From my window I observed all the preparations, including the meticulous rearrangement along the street of the various pint-sized glossy-red Renault fire-engines so as to open up the necessary space inside the cour; the stocking of large ice-boxes with mountains of refraichements; the watering of the geraniums in the window-boxes; the house-proud sweeping, primping, buffing, and tidying that distinguishes the corporate pride of this small army of efficient, exceptionally handsome young men.
Perhaps you are beginning to see my point.
Firemen in America tend to cleave to the heroic, not to say pumped-up model of body shape and general deportment.
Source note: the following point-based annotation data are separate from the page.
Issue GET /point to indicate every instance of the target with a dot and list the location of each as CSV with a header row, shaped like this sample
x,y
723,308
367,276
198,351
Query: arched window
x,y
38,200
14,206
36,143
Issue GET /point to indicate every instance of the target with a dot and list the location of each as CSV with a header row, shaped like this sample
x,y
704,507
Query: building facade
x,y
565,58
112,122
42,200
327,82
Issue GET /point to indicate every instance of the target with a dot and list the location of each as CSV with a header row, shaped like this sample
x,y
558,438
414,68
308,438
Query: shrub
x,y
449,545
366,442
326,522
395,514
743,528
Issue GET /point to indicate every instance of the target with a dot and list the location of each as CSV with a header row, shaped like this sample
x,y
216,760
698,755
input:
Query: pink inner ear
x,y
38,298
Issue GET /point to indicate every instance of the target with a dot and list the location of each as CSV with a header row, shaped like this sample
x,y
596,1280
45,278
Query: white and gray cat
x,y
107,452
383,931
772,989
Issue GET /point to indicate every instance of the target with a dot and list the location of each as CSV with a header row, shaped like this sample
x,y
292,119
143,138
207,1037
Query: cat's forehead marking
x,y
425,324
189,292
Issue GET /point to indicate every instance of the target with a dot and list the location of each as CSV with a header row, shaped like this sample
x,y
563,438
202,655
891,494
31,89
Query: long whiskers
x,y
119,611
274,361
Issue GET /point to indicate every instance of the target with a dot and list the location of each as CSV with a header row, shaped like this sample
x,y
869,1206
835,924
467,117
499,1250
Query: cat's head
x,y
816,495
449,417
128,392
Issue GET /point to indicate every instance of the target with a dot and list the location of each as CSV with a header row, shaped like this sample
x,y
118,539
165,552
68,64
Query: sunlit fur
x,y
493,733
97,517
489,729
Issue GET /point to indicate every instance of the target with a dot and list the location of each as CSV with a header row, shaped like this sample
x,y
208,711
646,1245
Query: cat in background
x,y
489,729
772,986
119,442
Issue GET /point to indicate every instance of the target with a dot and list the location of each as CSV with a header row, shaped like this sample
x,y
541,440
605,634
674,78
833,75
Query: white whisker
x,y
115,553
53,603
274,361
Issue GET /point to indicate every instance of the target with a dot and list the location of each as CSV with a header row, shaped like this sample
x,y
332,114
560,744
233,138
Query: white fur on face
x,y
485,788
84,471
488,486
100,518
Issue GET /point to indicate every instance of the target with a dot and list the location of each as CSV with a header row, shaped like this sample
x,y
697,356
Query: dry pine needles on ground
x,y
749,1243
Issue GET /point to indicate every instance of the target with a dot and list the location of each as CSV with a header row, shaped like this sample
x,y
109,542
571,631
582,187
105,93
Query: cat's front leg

As far as I can tell the same generally applies to their cousins in Australia, and the United Kingdom. There is a faint note of over-emphasis in all of this, as well as plainly excessive machismo, much encouraged by the publishers of cheesy semi-nude fire department calendars and other forms of sex-driven merchandise, to say nothing of the post-9/11 environment.
Parisian sapeurs-pompiers, by contrast, as if by some outrageous process of admittedly no less fetishistic typecasting, are mostly lithe, elegant, sinuous, and beautiful. They are the concorde to the Airbus A380 so loudly proferred by the portly swains of the N.Y.F.D. The blond ones are the epitome of all things youthfully blond: with not an ounce of excess fat or muscle, finely chiseled features, and a perfect tan—from the same firm, I suspect, that did the Kritios Boy. And setting aside the demands of their vocation, the darker, olive-skinned, almost imperceptibly stockier ones (Marseille? Corsica? Heaven?) smolder out of some erogenous zone of hotness against which I challenge any reasonable person other than your average straight man to erect and sustain an effective psychic barrier.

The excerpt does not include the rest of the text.